Camille Sachs gehörte der Evangelisch-Lutherischen Kirche in Bayern an, stammte aber aus einem jüdischen Elternhaus und fiel deshalb unter die Bestimmungen des Gesetzes zur Wiederherstellung des Berufsbeamtentums. Da Sachs bereits vor dem 1. August 1914 zum Beamten ernannt worden war, hätte er als sogenannter „Altbeamter“ seine Stelle behalten müssen.[1] Seine Entlassung aus dem Justizdienst stützte die bayerische Justizverwaltung daher auf § 4 des Berufsbeamtengesetzes, den Entlassungsgrund der „nationalen Unzuverlässigkeit“,[2] wobei zugleich sein nach zehn Dienstjahren entstandener, ohnehin durch verschiedene Sparverordnungen und Abschläge geminderter Ruhegehaltsanspruch um ein Viertel beschnitten wurde.[3] In den folgenden Jahren bestritt Sachs als Holzdreher, Hilfsarbeiter und Maurer seinen Lebensunterhalt. In der Pogromnacht des 9. November 1938 überfielen und verletzten ihn Mitglieder der SA in seiner Nürnberger Wohnung. Den Holocaust überlebte er, weil er in einer "privilegierten Mischehe" lebte.[4]

Nach Kriegsende wurde Sachs am 1. August 1945 wieder in sein Amt als Landgerichtsrat eingesetzt. Vier Monate später, am 1. Dezember 1945, übernahm er als Präsident die Leitung des Landgerichts Nürnberg-Fürth. Vermutlich wegen seiner Tätigkeit als Vorsitzender der Spruchkammer wurde Anfang 1947 ein Bombenattentatsversuch auf Sachs unternommen.[5] Als Abgeordneter der SPD war er zudem Mitglied des ersten Nürnberger Nachkriegsstadtrats.

Infolge der Entlassung des Staatsministers Alfred Loritz wurde Sachs am 15. Juli 1947 unter Minister Ludwig Hagenauer im Kabinett des Ministerpräsidenten Ehard Staatssekretär beim für die Entnazifizierung zuständigen Bayerischen Staatsministerium für Sonderaufgaben und blieb bis zum Rückzug der SPD aus der Regierungskoalition am 20. September 1947 im Amt.

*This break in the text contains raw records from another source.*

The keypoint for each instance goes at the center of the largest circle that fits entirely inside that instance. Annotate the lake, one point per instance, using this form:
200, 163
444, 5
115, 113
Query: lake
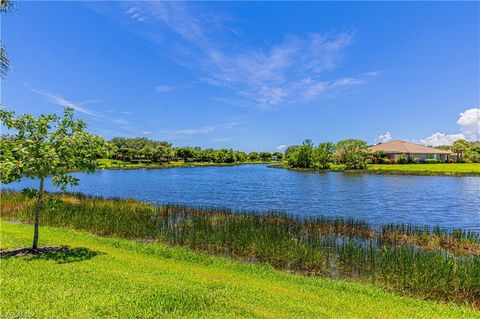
430, 200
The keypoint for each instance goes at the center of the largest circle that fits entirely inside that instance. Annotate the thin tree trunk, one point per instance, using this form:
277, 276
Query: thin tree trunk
37, 214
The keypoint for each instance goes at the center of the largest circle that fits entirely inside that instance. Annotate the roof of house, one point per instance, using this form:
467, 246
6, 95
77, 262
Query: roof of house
403, 147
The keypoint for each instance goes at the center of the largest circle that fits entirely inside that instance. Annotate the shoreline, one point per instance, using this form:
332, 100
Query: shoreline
179, 165
375, 171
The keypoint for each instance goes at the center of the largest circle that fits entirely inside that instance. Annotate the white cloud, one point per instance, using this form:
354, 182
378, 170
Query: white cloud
187, 131
120, 121
63, 102
284, 73
221, 139
469, 122
167, 88
58, 99
383, 138
437, 139
199, 130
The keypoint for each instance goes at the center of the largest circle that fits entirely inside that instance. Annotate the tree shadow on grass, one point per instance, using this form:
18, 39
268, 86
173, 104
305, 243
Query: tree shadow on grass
60, 255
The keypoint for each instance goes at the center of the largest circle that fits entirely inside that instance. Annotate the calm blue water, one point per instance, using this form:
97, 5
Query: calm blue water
430, 200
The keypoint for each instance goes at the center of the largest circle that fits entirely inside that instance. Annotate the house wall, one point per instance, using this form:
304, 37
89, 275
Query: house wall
420, 157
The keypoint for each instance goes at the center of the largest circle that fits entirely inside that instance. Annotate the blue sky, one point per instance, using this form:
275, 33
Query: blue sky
250, 76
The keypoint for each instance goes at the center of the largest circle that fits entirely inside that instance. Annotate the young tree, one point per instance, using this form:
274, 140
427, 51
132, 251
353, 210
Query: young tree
353, 153
48, 146
278, 155
265, 156
323, 154
460, 147
185, 153
253, 156
303, 155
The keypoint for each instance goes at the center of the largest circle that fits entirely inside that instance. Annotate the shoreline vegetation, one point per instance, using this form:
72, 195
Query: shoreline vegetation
444, 169
113, 277
424, 262
116, 164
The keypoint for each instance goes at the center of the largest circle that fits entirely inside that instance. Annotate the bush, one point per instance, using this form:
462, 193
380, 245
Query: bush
403, 159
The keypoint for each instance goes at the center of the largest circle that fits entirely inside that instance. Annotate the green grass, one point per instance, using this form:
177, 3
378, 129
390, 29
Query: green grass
447, 169
441, 168
426, 263
125, 279
105, 163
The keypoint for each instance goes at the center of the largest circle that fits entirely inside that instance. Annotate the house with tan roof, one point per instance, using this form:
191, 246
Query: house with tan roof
394, 149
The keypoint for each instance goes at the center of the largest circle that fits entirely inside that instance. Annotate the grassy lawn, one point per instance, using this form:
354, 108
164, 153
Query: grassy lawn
445, 168
108, 277
449, 169
117, 164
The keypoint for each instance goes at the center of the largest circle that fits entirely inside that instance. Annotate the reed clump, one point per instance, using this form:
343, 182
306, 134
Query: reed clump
432, 263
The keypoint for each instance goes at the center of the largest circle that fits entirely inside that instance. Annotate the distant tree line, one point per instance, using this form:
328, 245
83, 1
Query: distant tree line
355, 154
142, 149
352, 152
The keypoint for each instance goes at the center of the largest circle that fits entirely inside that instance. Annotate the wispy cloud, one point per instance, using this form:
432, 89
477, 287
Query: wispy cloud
58, 99
290, 71
383, 138
469, 122
164, 88
221, 139
186, 132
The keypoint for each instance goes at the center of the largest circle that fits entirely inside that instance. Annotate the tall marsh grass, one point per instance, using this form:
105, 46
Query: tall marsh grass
409, 260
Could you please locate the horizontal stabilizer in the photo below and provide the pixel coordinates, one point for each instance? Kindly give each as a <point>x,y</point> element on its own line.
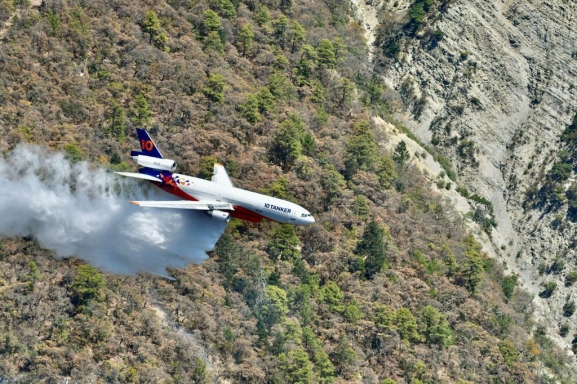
<point>220,176</point>
<point>139,176</point>
<point>185,204</point>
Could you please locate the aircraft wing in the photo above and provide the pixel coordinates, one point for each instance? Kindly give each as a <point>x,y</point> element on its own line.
<point>220,176</point>
<point>186,204</point>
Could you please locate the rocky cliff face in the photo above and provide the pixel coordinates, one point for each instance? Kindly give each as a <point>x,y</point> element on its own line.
<point>494,95</point>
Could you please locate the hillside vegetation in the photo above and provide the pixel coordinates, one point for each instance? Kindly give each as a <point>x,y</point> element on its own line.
<point>386,287</point>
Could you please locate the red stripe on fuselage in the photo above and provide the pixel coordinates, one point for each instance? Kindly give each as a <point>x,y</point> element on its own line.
<point>239,212</point>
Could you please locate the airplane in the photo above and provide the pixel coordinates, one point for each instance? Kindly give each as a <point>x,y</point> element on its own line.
<point>218,197</point>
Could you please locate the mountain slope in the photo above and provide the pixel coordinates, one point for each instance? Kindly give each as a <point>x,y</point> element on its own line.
<point>389,285</point>
<point>494,92</point>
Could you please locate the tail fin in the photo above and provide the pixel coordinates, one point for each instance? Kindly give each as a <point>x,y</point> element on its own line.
<point>146,144</point>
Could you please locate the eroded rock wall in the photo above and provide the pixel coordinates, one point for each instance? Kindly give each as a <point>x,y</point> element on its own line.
<point>494,95</point>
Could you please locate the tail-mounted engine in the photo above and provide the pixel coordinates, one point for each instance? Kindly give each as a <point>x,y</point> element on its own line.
<point>154,162</point>
<point>219,215</point>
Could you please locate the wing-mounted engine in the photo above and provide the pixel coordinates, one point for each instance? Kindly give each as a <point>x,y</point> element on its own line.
<point>154,162</point>
<point>219,215</point>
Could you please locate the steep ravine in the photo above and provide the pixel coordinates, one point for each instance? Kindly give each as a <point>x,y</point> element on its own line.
<point>494,96</point>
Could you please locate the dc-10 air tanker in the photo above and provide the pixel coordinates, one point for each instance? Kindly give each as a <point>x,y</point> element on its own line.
<point>217,197</point>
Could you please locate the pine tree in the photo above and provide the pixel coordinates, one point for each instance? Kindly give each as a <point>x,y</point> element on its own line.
<point>373,248</point>
<point>326,54</point>
<point>151,25</point>
<point>401,154</point>
<point>142,114</point>
<point>245,41</point>
<point>361,150</point>
<point>214,88</point>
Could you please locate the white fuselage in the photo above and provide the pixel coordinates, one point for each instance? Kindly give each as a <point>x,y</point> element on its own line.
<point>261,205</point>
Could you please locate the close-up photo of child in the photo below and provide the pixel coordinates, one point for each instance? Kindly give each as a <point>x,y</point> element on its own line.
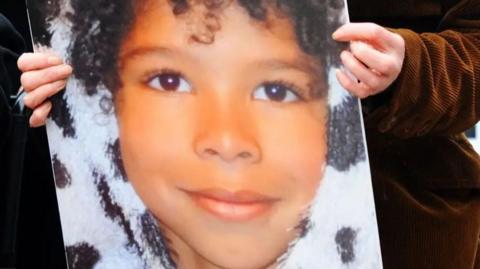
<point>207,134</point>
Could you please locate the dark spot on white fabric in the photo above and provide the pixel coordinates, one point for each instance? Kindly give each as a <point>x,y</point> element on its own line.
<point>82,256</point>
<point>62,177</point>
<point>345,240</point>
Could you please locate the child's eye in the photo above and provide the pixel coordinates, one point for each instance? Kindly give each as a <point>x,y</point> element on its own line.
<point>276,92</point>
<point>170,82</point>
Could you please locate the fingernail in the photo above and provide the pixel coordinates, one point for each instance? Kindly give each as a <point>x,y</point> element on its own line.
<point>27,99</point>
<point>66,69</point>
<point>52,60</point>
<point>335,35</point>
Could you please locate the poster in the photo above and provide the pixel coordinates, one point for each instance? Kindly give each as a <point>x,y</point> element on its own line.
<point>206,134</point>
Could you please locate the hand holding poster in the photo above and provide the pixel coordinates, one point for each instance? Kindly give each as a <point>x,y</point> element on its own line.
<point>206,134</point>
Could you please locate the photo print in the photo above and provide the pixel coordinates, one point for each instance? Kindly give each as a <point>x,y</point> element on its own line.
<point>206,134</point>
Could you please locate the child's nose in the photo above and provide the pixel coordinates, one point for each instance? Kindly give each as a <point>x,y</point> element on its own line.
<point>228,140</point>
<point>228,147</point>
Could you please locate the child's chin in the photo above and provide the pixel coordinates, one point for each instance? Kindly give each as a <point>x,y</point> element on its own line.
<point>251,256</point>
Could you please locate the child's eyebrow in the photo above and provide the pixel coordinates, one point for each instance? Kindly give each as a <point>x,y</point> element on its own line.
<point>146,51</point>
<point>303,65</point>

Zu seinen Aufgaben gehörte insbesondere die Überwachung der Internierungslager, unter anderen in Nürnberg-Langwasser.[6] Nach dem Tode Hagenauers am 20. Juli 1949 leitete Sachs das Ministerium bis zu dessen Auflösung am 31. März 1950 kommissarisch und übernahm dann die Führung der Abwicklungsstelle. Am 31. Dezember 1951 trat er in den Ruhestand.

1952 wurde er mit dem Großen Bundesverdienstkreuz ausgezeichnet.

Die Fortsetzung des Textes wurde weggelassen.